The case of First Nat. Bank of Youngstown v. Hughes (C. C.) 6 Fed. 737, is a case in point. Hughes was an assessor, and, in conformity with the laws of Ohio, served a notice upon the president of the plaintiff bank, requiring him to appear at a date specified and bring with him the books of account of the bank, showing the deposits up to a certain date and the names of the depositors and the amount deposited. The president refused to produce the books or give the list of depositors, and, upon threat of Hughes to press the investigation before the grand jury, brought a suit to enjoin him from proceeding further, on the ground that the investigation was an exercise of the “visitorial powers” prohibited by Section 5241, U. S. Rev. St. The suit was dismissed; the court saying: “But do the defendants, or either of them, propose the exercise of visitorial authority? We think not. Visitation, in law, is the act of a superior or superintending officer, who visits a corporation to examine into its manner of conducting business, and enforce an observance of its laws and regu*560lations. Burrill defines the word to' mean ‘inspection; superintendence; direction; regulation.’ The exercise of no such authority is contemplated by defendants. They do not contemplate inspection, supervision, or regulation of complainant’s business, or an enforcement of its laws or regulations.” To like effect are National Bank v. Commonwealth, 9 Wall. 353 (19 L. Ed. 701) ; McClellan v. Chipman, 164 U. S. 357 (17 Sup. Ct. 85: 41 L. Ed. 461) ; Guthrie v. Harkness, 199 U. S. 148 (26 Sup. Ct. 4: 50 L. Ed. 130: 4 Am. Cas. 433) ; Waite v. Dowley, 94 U. S. 527 (24 L. Ed. 181).
In National Bank v. Commonwealth, the court observes: “The principle we are discussing has its limitation — a limitation growing out of the necessity on which the principle itself is founded. That limitation is that the agencies of the federal government are only exempted from state legislation, so far as that legislation may interfere with or impair their efficiency in performing the functions by which they are designed to serve that government. Any other rule would convert a principle, founded alone in the necessity of securing to the government of the United States the means of exercising its legitimate powers, into an unauthorized and unjustifiable invasion of the rights of the states. The salary of a federal officer may not be taxed; he may be exempted from any personal service which interferes with the discharge of his official duties, because those exemptions are essential to enable him to perform those duties. But he is subject to all the laws of the state which affect his family or social relations or his property; and he is liable to punishment for crime, though that punishment be imprisonment or death. So of the banks. They are subject to the laws of the state, and are governed in their daily course of business far more by the laws of the state than of the nation. All their contracts are governed *561and construed, by the state laws. Their acquisition and transfer of property, their right to collect their debts, and their liability to be sued for debts are all based on state law. It is only when the state law incapacitates the bank from discharging their duties to the government that it becomes unconstitutional.”

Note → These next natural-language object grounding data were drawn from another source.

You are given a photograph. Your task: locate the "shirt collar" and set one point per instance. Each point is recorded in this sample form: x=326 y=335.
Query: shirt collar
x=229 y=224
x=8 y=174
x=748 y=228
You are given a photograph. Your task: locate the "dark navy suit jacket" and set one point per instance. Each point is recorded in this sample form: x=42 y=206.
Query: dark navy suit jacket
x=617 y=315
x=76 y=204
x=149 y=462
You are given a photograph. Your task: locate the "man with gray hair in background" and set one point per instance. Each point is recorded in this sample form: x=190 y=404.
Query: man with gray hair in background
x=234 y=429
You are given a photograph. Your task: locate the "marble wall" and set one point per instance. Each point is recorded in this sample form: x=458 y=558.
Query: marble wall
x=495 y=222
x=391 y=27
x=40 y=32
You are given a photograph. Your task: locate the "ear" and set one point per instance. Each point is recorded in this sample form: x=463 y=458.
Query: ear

We conclude, therefore, that national banks are only exempted from state legislation to the extent that such legislation impairs their efficiency to perform the functions which they were designed to serve, and that the legislation here proposed does not have this effect.
It is true that it is urged that defendant’s assets will be depleted pro tanto by requiring it to pay this money over to the State; but it is also true that its liabilities will be extinguished to the same extent, and the objection is without merit.
The judgment is affirmed. Affirm:ed.